If this has you worried, Samsung says that it is "difficult for the whole scenario to happen in reality," even though the hack "appears simple." The company believes that having the right tools in the first place can prove to be problematic for anyone attempting to defeat the iris scanner.
"You need a camera that can capture infrared light (used in the video), which is no longer available in the market," says Samsung. And even if you manage to get your hands on one, "you need to take a photo of the owner’s iris and steal his smartphone." For these reasons, "it is hard to see that happening in real life."
So, basically, Samsung believes that there is no reason for the average user to worry about this, as it would hardly make sense for a thief to go to such great lengths to unlock the Galaxy S8 in the hope of reselling it.
However, what Samsung does not say is that while the average Joe may have no interest or want to bother to defeat the iris scanner, hackers willing to go the extra mile to extract important data or government agencies wanting to unlock a Galaxy S8 will find a way to get the right tools for the job.

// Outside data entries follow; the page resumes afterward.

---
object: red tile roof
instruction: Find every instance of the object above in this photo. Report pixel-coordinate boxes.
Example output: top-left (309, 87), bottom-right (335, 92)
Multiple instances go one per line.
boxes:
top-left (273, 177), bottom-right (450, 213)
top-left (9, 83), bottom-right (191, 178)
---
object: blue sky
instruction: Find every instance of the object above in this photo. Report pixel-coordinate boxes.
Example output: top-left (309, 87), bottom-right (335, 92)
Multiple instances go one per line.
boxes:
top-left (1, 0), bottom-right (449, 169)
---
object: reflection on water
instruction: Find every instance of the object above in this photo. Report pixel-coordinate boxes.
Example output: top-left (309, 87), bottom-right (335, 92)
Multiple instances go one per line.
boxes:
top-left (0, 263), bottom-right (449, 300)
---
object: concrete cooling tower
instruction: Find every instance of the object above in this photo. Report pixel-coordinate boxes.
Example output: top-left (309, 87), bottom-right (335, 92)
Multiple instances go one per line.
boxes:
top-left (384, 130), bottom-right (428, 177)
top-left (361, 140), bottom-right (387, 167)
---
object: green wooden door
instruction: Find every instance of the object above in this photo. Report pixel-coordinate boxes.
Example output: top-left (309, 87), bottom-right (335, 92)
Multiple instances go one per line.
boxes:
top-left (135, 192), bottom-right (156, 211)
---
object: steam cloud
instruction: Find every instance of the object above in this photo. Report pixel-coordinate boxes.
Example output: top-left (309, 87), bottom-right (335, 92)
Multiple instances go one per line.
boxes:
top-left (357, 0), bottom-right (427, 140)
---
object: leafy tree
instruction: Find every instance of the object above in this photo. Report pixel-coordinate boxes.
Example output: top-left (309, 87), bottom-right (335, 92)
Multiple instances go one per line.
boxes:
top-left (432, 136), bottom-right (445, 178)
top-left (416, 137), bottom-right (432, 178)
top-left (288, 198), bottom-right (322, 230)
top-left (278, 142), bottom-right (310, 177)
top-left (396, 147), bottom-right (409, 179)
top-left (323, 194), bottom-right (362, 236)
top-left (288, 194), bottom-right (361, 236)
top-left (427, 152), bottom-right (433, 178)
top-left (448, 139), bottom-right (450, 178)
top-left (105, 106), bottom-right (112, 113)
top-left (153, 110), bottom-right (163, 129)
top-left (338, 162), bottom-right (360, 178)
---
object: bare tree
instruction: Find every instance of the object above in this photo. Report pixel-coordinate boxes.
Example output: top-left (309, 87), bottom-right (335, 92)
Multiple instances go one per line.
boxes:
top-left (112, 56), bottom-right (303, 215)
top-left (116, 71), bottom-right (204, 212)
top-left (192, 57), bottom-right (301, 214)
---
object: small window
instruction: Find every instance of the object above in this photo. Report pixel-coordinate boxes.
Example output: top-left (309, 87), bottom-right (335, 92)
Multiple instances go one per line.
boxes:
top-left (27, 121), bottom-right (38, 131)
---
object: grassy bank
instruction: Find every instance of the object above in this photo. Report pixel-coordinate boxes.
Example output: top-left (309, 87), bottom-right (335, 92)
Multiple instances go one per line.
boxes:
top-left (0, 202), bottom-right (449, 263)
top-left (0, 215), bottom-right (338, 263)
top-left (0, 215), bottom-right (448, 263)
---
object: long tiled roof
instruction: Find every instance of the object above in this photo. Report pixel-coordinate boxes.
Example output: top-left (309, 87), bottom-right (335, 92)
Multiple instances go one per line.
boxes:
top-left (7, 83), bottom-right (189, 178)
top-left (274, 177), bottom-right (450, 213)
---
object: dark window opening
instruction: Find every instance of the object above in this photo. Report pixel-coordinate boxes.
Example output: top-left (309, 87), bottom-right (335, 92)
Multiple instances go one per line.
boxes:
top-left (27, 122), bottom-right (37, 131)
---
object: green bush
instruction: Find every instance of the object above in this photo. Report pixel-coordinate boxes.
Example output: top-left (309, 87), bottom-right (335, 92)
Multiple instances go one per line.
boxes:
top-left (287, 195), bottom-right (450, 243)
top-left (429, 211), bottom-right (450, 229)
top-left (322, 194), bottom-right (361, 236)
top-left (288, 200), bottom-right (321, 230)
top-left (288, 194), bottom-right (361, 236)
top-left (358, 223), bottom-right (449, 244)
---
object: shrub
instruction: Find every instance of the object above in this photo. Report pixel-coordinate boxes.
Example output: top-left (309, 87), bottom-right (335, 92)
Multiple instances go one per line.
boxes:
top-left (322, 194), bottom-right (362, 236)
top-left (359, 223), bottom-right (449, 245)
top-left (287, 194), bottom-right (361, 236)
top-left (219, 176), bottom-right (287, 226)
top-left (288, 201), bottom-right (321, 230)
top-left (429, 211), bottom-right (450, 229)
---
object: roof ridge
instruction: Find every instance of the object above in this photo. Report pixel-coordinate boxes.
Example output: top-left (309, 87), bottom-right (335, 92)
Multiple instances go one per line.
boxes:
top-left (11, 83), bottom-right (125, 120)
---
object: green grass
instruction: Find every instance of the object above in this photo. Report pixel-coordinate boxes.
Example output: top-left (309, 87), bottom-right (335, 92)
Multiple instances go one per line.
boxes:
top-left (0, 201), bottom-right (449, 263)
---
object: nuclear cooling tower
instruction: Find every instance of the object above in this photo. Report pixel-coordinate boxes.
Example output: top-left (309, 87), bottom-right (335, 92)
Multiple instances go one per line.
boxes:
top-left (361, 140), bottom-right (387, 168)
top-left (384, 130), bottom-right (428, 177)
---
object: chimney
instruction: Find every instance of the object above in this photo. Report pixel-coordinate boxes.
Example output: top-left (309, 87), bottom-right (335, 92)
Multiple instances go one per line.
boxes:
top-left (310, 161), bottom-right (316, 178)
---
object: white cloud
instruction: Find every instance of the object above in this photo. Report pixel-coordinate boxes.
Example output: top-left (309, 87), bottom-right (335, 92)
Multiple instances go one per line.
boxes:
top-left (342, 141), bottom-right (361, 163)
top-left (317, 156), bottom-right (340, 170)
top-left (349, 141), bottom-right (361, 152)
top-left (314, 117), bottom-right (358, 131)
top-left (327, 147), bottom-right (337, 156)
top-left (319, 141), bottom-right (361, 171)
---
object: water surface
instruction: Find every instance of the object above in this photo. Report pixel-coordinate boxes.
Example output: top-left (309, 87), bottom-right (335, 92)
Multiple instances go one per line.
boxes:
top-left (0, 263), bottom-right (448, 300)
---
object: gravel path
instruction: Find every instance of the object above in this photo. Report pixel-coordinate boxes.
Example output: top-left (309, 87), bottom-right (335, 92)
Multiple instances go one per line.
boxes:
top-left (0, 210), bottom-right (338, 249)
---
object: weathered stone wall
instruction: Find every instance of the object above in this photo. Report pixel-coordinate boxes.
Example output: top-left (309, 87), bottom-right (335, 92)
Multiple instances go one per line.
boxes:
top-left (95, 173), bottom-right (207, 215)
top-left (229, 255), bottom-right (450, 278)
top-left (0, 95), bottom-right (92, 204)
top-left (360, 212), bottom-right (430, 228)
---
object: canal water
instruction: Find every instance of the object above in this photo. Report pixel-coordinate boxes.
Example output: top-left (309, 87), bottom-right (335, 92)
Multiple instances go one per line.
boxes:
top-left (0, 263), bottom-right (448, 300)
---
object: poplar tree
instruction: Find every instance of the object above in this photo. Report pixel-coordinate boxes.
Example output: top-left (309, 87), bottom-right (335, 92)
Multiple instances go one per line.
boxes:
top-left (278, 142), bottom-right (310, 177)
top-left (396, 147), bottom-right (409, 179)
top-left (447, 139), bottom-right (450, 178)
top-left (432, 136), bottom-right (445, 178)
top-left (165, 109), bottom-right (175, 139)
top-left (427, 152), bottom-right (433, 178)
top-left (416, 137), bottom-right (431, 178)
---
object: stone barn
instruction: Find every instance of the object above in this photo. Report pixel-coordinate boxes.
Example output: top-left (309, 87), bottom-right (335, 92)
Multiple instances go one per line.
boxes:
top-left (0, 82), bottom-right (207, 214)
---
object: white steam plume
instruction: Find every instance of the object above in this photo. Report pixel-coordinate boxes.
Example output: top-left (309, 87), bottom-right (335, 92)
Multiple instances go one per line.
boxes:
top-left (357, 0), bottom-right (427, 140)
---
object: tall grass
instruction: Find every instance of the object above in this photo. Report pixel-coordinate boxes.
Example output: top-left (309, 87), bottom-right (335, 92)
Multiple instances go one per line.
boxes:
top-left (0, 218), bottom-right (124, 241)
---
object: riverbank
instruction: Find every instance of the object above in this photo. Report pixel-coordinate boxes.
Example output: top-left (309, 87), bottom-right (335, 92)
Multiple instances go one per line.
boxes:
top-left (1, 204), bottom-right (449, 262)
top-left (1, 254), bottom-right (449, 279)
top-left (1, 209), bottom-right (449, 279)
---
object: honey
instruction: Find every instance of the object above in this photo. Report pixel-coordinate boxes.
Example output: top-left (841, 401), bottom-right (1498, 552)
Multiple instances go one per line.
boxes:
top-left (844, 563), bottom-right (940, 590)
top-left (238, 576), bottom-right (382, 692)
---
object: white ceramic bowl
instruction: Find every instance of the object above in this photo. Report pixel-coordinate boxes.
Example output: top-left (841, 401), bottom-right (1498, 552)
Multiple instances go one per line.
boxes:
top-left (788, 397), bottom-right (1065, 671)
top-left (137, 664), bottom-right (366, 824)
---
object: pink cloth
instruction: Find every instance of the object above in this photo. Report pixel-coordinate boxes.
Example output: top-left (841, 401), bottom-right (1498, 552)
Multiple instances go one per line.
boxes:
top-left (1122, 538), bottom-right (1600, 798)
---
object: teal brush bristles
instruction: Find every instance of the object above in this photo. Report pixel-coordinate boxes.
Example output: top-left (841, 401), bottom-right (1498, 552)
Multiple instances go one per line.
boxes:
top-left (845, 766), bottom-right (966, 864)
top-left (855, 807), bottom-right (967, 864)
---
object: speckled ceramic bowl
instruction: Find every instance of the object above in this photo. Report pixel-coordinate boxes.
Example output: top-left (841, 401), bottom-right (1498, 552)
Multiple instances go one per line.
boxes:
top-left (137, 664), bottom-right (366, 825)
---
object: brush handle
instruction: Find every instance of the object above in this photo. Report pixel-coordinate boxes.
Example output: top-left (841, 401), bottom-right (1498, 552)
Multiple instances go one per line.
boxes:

What's more, it is actually possible to tweak an existing camera to pick up infrared light. As CCC explained when it revealed the hack, "a thief [can] capture iris pictures [...] with a digital camera in night-shot mode or the infrared filter removed."
Using night-shot mode is a matter of flicking a button or turning a mode on in the settings, and removing the infrared filter is not all that hard either all things considered. There are YouTube tutorials that show how to do that, for instance.
However, it is hard to argue that the average user should be concerned about this hack, especially if they do not post the exact pictures a hacker would need on social media or let complete strangers take photos with a telephoto lens from up close.